British holiday makers passing through Calais have been warned to be on the lookout for stowaways as increasing numbers of illegal immigrants are flocking to the border crossing hoping to make their way into the UK. The Home Office Select Committee has blamed the EU’s Schengen Agreement, which dissolves national borders between EU member states, for creating a situation in which potentially hundreds of thousands of illegal immigrants can travel across the EU all the way to the border town without being stopped.
When Schengen was conceived it was assumed that the periphery borders would be water tight, but that has not proved to be the case. The UK is not part of the agreement thanks to Baroness Thatcher’s refusal, during her time as Prime Minister, to sign up to the agreement, despite pressure from Europhiles.
Tens of thousands have already flocked across the porous southern and eastern borders, mainly in Italy and Greece, where they travel to by boat from across Africa and the Middle East. Numbers have taken a sharp incline this year – Sir Charles Montgomery, director-general of the Home Office’s Border Force, said that 30,180 attempts to enter the UK were detected by his staff in the ten months to the end of January, representing a massive increase on the 18,000 detected in the entire preceding year.
And Fabrice Leggeri, the executive director of European border agency Frontex, has warned that half a million more are amassing in Libya alone to try their luck on making it into the EU. Many flock to Calais, where numbers waiting for a chance to hop the channel have nearly doubled from 1,300 last September to 2,500.

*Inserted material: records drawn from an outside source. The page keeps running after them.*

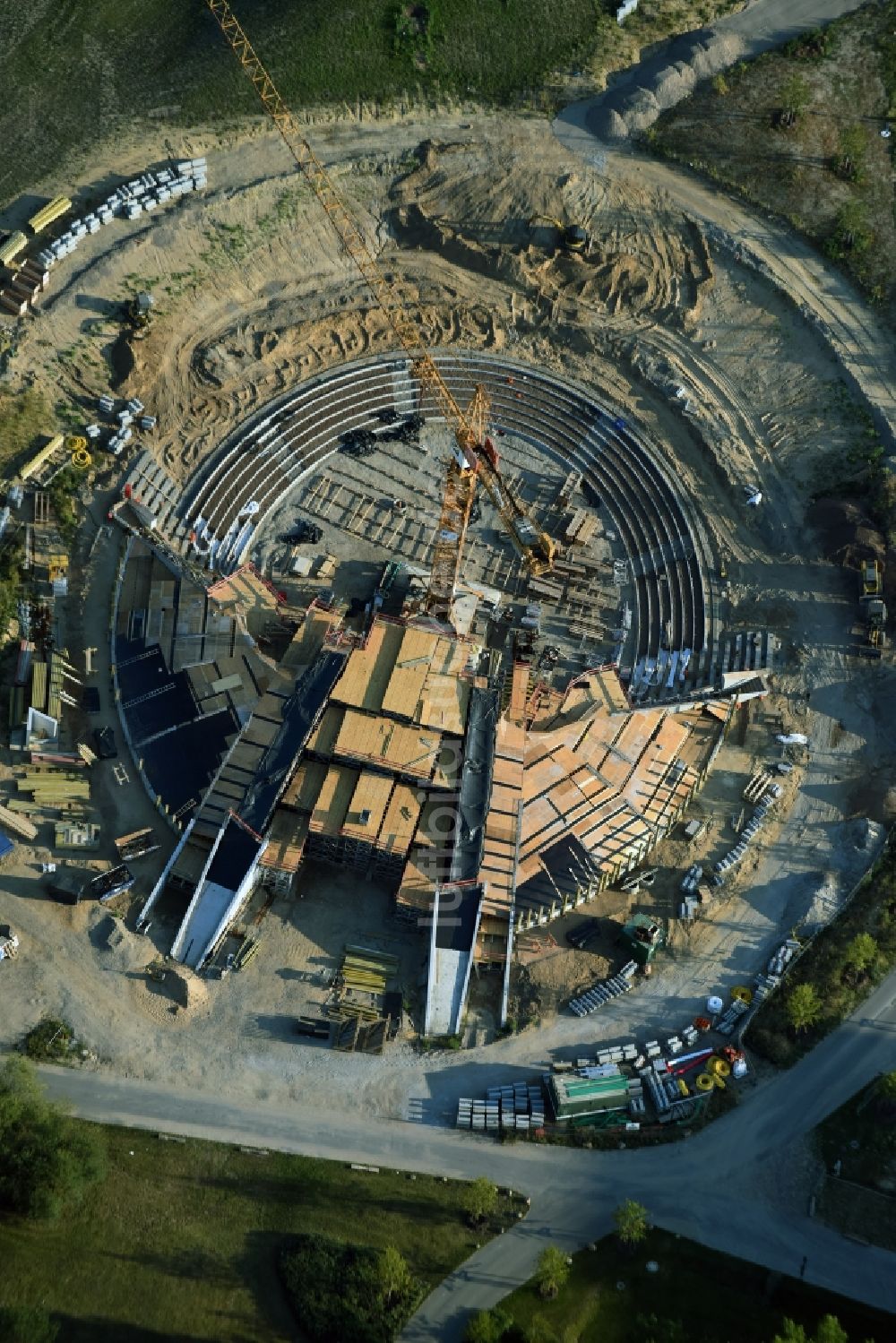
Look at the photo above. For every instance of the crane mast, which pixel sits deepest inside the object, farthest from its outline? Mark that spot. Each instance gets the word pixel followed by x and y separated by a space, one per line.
pixel 471 457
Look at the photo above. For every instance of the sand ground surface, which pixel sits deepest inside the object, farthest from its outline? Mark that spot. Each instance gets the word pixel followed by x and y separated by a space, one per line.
pixel 252 296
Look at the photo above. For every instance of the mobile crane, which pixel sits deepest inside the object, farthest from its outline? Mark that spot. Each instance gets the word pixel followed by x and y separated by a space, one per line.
pixel 474 457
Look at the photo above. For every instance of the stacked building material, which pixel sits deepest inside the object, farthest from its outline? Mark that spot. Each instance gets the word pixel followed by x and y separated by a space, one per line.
pixel 516 1106
pixel 137 844
pixel 51 788
pixel 132 199
pixel 603 993
pixel 19 825
pixel 70 836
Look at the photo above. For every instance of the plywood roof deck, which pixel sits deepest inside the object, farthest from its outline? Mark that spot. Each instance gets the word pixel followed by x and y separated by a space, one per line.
pixel 304 788
pixel 417 885
pixel 444 702
pixel 409 672
pixel 368 670
pixel 285 841
pixel 371 796
pixel 401 820
pixel 328 814
pixel 395 745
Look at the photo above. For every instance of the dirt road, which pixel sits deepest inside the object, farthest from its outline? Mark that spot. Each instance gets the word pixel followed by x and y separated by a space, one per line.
pixel 828 300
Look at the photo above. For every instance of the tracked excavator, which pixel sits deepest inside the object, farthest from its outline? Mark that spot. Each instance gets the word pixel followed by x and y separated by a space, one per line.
pixel 573 238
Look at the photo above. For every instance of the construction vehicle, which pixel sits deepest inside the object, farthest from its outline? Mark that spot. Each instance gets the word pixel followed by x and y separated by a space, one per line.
pixel 874 629
pixel 573 238
pixel 8 943
pixel 139 312
pixel 474 457
pixel 872 581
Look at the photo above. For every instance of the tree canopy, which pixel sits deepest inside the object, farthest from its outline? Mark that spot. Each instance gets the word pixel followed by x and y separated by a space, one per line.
pixel 46 1159
pixel 552 1270
pixel 804 1006
pixel 632 1222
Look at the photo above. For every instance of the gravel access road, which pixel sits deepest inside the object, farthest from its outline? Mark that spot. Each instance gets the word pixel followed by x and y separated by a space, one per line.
pixel 721 1189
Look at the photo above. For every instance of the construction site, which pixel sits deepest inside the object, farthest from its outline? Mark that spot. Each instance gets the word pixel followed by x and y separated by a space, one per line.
pixel 455 641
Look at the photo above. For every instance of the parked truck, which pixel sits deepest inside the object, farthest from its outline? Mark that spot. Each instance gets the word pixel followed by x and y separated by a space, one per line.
pixel 8 943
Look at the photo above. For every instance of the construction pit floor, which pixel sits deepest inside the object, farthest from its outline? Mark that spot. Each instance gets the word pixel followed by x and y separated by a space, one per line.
pixel 242 314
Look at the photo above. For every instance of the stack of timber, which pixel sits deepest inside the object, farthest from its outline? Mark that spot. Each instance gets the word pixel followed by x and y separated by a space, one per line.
pixel 19 825
pixel 351 1033
pixel 54 788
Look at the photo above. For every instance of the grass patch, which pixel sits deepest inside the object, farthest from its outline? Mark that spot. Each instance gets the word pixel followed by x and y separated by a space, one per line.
pixel 185 1238
pixel 696 1295
pixel 826 966
pixel 861 1135
pixel 797 132
pixel 24 417
pixel 171 62
pixel 168 62
pixel 857 1144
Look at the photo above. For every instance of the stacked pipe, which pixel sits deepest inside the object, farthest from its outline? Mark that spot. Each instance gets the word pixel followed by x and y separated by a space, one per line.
pixel 603 993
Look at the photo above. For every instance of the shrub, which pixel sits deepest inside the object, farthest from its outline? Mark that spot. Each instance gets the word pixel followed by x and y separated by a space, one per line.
pixel 478 1200
pixel 46 1160
pixel 347 1294
pixel 48 1039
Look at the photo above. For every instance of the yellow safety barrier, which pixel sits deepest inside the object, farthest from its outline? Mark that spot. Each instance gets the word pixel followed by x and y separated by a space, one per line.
pixel 13 245
pixel 39 458
pixel 50 212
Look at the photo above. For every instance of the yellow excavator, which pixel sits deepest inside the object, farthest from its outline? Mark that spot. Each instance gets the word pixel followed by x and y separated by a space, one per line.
pixel 573 238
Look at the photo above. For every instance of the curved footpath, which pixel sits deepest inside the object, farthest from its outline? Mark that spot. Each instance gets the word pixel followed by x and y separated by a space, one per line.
pixel 719 1189
pixel 860 341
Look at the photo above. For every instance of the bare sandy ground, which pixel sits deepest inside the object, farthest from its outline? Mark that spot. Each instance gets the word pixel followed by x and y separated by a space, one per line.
pixel 250 297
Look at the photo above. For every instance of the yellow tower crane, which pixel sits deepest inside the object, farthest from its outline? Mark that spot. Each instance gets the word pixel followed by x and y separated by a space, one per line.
pixel 474 457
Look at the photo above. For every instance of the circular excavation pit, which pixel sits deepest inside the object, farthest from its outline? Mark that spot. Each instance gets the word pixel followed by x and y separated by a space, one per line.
pixel 630 581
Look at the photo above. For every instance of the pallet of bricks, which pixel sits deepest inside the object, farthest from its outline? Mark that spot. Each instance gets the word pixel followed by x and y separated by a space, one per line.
pixel 516 1106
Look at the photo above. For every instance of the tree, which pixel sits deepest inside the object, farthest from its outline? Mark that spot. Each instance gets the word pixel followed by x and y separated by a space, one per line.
pixel 487 1327
pixel 552 1270
pixel 478 1200
pixel 632 1224
pixel 395 1278
pixel 850 152
pixel 887 1085
pixel 27 1324
pixel 861 952
pixel 46 1159
pixel 804 1007
pixel 796 97
pixel 828 1330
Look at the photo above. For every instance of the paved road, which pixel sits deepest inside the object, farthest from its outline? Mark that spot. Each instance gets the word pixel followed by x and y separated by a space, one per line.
pixel 857 337
pixel 721 1189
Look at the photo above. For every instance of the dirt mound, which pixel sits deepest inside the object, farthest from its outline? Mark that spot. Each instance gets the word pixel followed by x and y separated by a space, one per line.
pixel 125 950
pixel 845 533
pixel 632 107
pixel 187 989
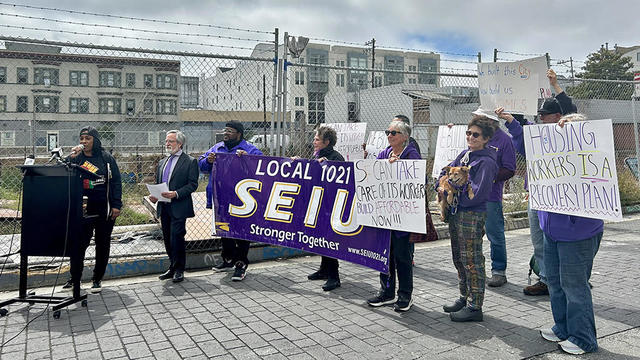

The committee’s MPs, who today released a report on the matter have said: “The situation in Calais will not ease until there is a better response to the security of Europe’s southern and eastern border. Migrants continue to put their lives at risk to cross the Mediterranean. Schengen assumed the external border of the EU would be secure but it is not, so free movement means free movement for illegal migrants within the EU. Some reach Calais before encountering any border controls.
“Improvements in security at Calais are welcome, but have to be done in tandem with measures to maintain traffic flow so lorries do not get caught in queues on the road beyond the fenced perimeter. When the lorries join queues and have to stop outside the fence, they are vulnerable to migrants trying to hide inside.”
Lorries have been ordered not to stop at all within 125 miles of the port for fear of migrants attempting to climb on board. Violent scenes have been witnessed during the last few months as drivers, fearing crippling fines if migrants are caught, have challenged migrants only to find themselves mobbed.
But now authorities are warning that, if migrants can’t get aboard lorries, they will turn to cars and family caravans instead. With the Easter break looming, holiday makers in particular are being warned to be on the lookout.
The Daily Mail spoke to Sue Taber, who found an illegal immigrant hiding in the back of her car after passing through Calais. She told the paper she thought he sneaked in when she briefly left the car unlocked in Calais.
“I’ve got a Fiat Panda for goodness sake, with two dogs in the back,” she said. “And I’ve managed to get though passport control and everything else with a stowaway on board.” Upon discovering the man in Kent, she told him “in no uncertain terms to get lost.”
The MPs have also criticised the French authorities for not dealing properly with any illegal immigrants caught by British police. Instead of removing them from the EU, or at least returning them to the country they first crossed into, as mandated under EU law, the French police simply turn them lose in the French countryside to try their luck again.
Keith Vaz MP, Chairman of the Committee, said: “Since March 2014, Border Force have intercepted over 30,000 attempts by migrants to enter the UK illegally through Calais. By the time they reach Calais, it is too late. When Border Force staff catch migrants at the border, they do not process them or take steps to establish identity, they hand them over to the French authorities, who then release them. People traffickers act with impunity in this lucrative trade with an endless supply of customers and minor sanctions when they are caught. The crisis in Calais is a direct result of the soft EU external border in the Southern Mediterranean and the Greek – Turkish border.”
He also condemned the British authorities for not doing enough to police immigrants both entering and leaving the UK. In particular, he drew attention to the fact that immigrants with criminal backgrounds are not being properly processed, saying “It is unacceptable that despite high profile cases involving people who come into this country with criminal records only 67% are checked by local forces against ACPO’s database.
“Such a dereliction of duty permits sentences to be given without the courts being aware of previous history. Every single foreign national who has been arrested for a criminal offence in this country must be checked against this database.”
A Home Office spokesman said it had committed £12million to help reinforce security at Calais, “including installing security fencing and improving the flow of traffic to reduce the risk of queuing vehicles being targeted by migrants”.